Il écarquilla les yeux sans le vouloir, puis se rendit soudainement compte qu'il n'avait jusqu'à présent, (et pour encore il espérait longtemps) pas eu à subir une seule dispute, ni même un seul haussement de voix.

Étonné, il les fixa un moment, et vit le sourire niait qu'affichait le nain, pourtant taquiné par ses deux camarades. Étrange.

Vraiment étrange.

Mais même avec toute la volonté du monde, il n'aurait pu imaginer ce qu'il était réellement entrain de se passer...




Après trois jours passés sur la route, l'armée arriva enfin à Dunharrow. La déception des hommes fut grande, quand ils se rendirent compte du peu de renforts qui étaient venus.

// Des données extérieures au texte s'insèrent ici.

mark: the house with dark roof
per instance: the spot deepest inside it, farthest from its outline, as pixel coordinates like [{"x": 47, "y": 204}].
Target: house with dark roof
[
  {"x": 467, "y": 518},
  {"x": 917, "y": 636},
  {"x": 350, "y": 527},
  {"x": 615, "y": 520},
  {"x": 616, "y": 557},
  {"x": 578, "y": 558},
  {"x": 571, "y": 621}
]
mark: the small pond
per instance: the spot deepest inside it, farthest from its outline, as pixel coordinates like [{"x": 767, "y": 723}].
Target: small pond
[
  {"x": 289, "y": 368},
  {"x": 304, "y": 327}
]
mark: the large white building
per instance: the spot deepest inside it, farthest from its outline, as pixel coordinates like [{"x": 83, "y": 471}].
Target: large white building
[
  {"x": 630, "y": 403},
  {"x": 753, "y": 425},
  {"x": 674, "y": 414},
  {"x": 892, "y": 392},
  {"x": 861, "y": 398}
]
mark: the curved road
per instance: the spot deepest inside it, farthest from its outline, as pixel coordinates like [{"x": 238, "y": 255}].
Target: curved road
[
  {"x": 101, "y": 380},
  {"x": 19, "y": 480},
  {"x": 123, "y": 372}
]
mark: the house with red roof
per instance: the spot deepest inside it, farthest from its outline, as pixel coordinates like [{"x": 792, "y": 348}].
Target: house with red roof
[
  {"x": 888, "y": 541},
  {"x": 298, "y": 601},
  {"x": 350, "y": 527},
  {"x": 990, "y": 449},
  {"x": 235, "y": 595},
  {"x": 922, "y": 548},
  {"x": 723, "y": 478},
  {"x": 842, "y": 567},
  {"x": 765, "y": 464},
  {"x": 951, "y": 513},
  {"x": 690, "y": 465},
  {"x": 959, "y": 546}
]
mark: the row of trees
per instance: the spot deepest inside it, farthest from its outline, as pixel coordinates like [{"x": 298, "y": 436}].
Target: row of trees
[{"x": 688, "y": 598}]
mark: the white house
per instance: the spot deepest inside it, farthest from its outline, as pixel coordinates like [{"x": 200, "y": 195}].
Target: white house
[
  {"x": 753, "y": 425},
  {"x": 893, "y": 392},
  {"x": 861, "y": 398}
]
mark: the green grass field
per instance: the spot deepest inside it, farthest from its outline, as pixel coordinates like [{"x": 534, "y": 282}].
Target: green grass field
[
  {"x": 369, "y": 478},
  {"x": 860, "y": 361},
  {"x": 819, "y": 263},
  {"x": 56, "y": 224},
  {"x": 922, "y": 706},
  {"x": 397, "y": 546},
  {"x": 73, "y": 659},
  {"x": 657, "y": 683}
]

Ils se mélangèrent alors à ceux qui étaient déjà là, et à ceux qui arrivaient encore derrière la longue cohorte de Medusel.

Quelques tentes furent montées, tandis que certains laissèrent celles qu'ils avaient déjà aux nouveaux arrivants.

Aragorn eut le privilège de s'en voir attribuer une pour lui seul, tandis que Naé Gimli et Legolas devaient s'en partager une.


Dès qu'il eut mangé un peu, le rôdeur partit dormir un moment, reprenant des forces pour le combat à venir, et la longue route qu'il leur restait à parcourir.


Quelques heures plus tard, lorsque la nuit était tombée depuis déjà un moment et qu'il avait récupéré un peu de sommeil, il sortit retrouver ses amis, près d'un feu, et se vit rapidement servir une chope de ... il ne savait pas quoi. Mais cela aidait à dormir quand on avait du mal à trouver le sommeil.


Il mit sa main sur l'épaule de Legolas avant de s'asseoir à ses cotés.

-Mon ami,

Celui ci releva la tête, et lui adressa un sourire.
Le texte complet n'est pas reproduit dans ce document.